Biodiversity plays a vital role because its conservation maintains the fragile balance of ecosystems which provide the basic services that are crucial to life on Earth (production of atmospheric oxygen, recycling of nutrients, primary production) and supply services (food, natural material and fibre, fresh water, bioenergy, etc.) that are essential to human well-being. Ecosystems also play a regulating role in the face of natural disasters, epidemics and climate change. They shape human cultures and spiritual beliefs.
Biodiversity is being eroded and destroyed at an alarming rate.
The most recent report of the Intergovernmental Science-Policy Platform on Biodiversity and Ecosystem Services (IPBES), adopted at its 7th session in Paris in 2019 underlines that nature has been significantly damaged by human activity, causing major unprecedented changes in ecosystems. A total of 70% of land, 40% of oceans and 50% of water courses have reportedly been affected for the worse. Also, 25% of animal and plant species are under threat of extinction.
Biological diversity – or biodiversity – is the term for all forms of life on Earth and their natural characteristics. Biodiversity covers the diversity found in each species (genetic diversity) and the diversity between species (species diversity) and between ecosystems (ecosystem diversity).
This massive degradation of biodiversity directly challenges the possibility of achieving 80% of the UN Sustainable Development Goals, particularly those related to poverty, hunger, health, water, cities, climate, oceans and land.

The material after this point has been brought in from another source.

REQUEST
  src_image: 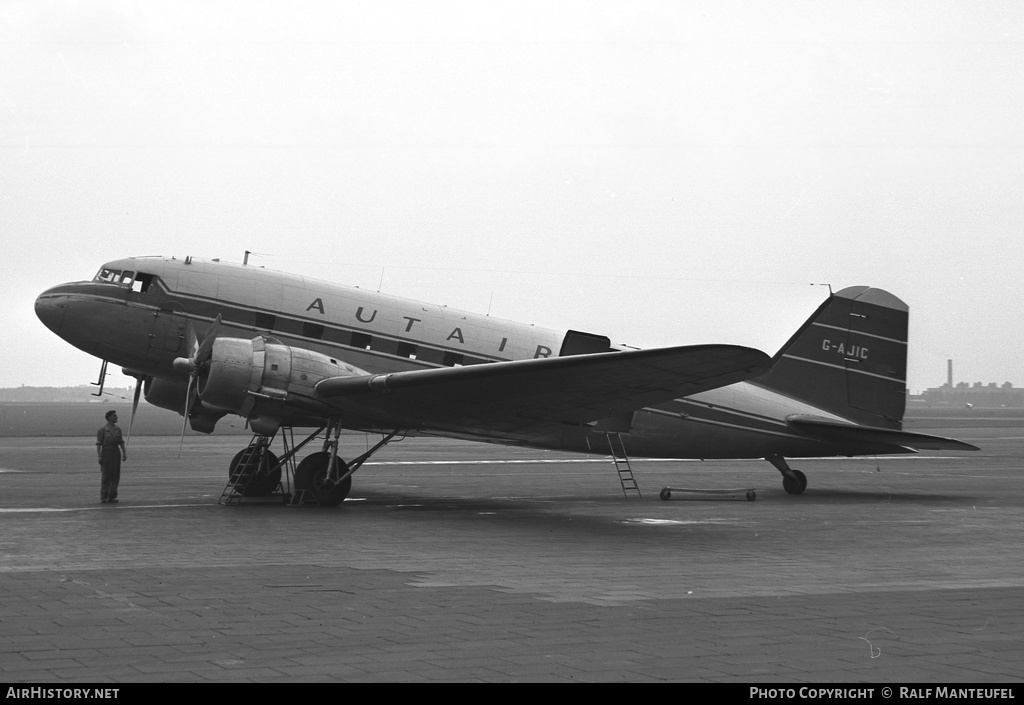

The main direct factors of this degradation are changes in the use of land and water, direct exploitation of resources, climate change, pollution and invasive alien species.
The consequences of damage to biodiversity have now made the challenge of its conservation a priority environmental concern, along with climate change.
2020 and 2021 will be critical years for the protection of biodiversity globally. Preparatory meetings for CBD COP 15 will be held in Kunming in 2020 in which a new global strategic framework including ambitious goals for biodiversity is set to be adopted. A biodiversity summit will also be held in September on the sidelines of the United Nations General Assembly. France will host the IUCN World Conservation Congress in Marseille in January 2021.
In its National Plan for Biodiversity published in July 2018, France committed to making biodiversity an environmental priority of its diplomatic network and putting it high on the world’s political agenda in order to obtain ambitious and significant outcomes at CBD COP15.